His appearance at the court yesterday could help unravel the mystery regarding how he left the country, along with Moyo and Zhuwao, who happens to be Mugabe's nephew.

It had been widely speculated that Mugabe had negotiated their safe exit through the Robert Gabriel Mugabe International Airport as part of his exit deal, negotiated with the military, which had seized power on November 14 before masterminding Emmerson Mnangagwa's ascendance to the presidency.

That the State is convinced that "Tyson", as Kasukuwere is affectionately known, used an undesignated point of exit to make good his escape suggests the trio might have engaged in some Hollywood type of break free to evade the military, which was hunting allies of Mugabe under an exercise code-named Operation Restore Legacy.

In December last year, Kasukuwere said when the army opened fire at his house, he was inside. Along with Moyo, they then ran away on foot into the bushes where they found an escape route and fled.

He said they even passed through parks and continued on and on.

Moyo tweeted in November that SAS snipers fired for 15 minutes at Kasukuwere's house where he and his colleague, their wives and seven children were.

He later revealed in an interview on BBC Hardtalk in January that he was warned not to sleep at his house on the night of November 14, so when SAS soldiers attacked his residence he and his family were not there.

Pressed to say they left Zimbabwe, Moyo said: "I left Zimbabwe with the help of people who to me are angels, because they saved lives, and I am not liberty to say who helped me, how they helped me and how I left Zimbabwe except to say I left Zimbabwe when ... Mugabe was the president of the country and I left with the assistance of these people legally, I left the country legally. I managed to escape the net of the military people and to be where I am legally."

In his first interview, Mugabe revealed how Moyo and Kasukuwere sent an SOS to his wife, Grace, claiming that they were under siege.

Mugabe said Grace then organised some of her security details and told them to go and save Kasukuwere and Moyo.

"And she put together the cars and the persons that she had. I wasn't here and so they were brought to our house, ... Moyo and Kasukuwere and their families," he said.

Mugabe claimed that more than 50 soldiers besieged Kasukuwere's house, where Moyo and his family had also sought refuge after the soldiers rolled out the tanks, a development that eventually led to Mugabe's ouster.

He, however, said the bullets did not go through the "shatter glass" at Kasukuwere's house.

Kasukuwere then called Grace, telling her that they were under siege and that was when the former first lady sent her security detail to rescue them.
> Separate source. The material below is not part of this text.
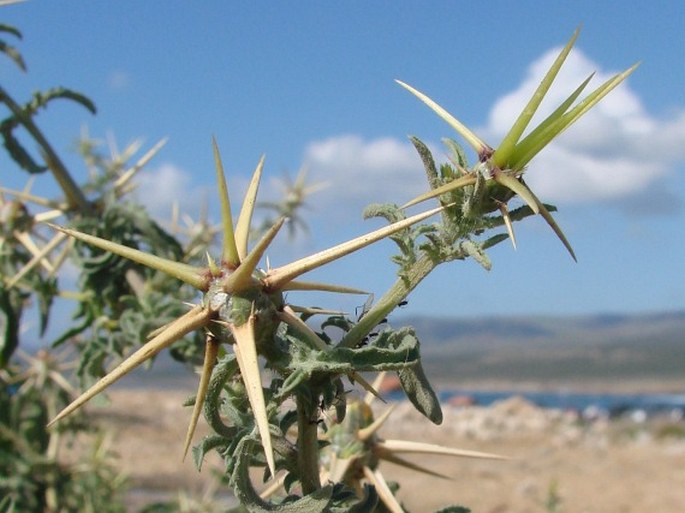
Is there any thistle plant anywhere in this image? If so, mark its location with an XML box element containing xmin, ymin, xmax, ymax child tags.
<box><xmin>0</xmin><ymin>20</ymin><xmax>635</xmax><ymax>513</ymax></box>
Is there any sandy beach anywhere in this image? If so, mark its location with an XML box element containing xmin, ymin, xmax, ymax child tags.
<box><xmin>81</xmin><ymin>388</ymin><xmax>685</xmax><ymax>513</ymax></box>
When the soldiers saw the two vehicles approaching, they left the place and that was how they were rescued.

The two families were then taken to Mugabe's Blue Roof mansion, with the former president saying his ministers' children were literally undressed when they were brought to his house.

Mugabe added that Grace risked her security officials to rescue Kasukuwere and Moyo's families on "humanitarian grounds" because their children were defenceless.

When they arrived, Grace told the two ministers to flee immediately and she facilitated their escape.

Mugabe said the two ministers then managed to escape, but he did not go into detail about how they left and where they went to.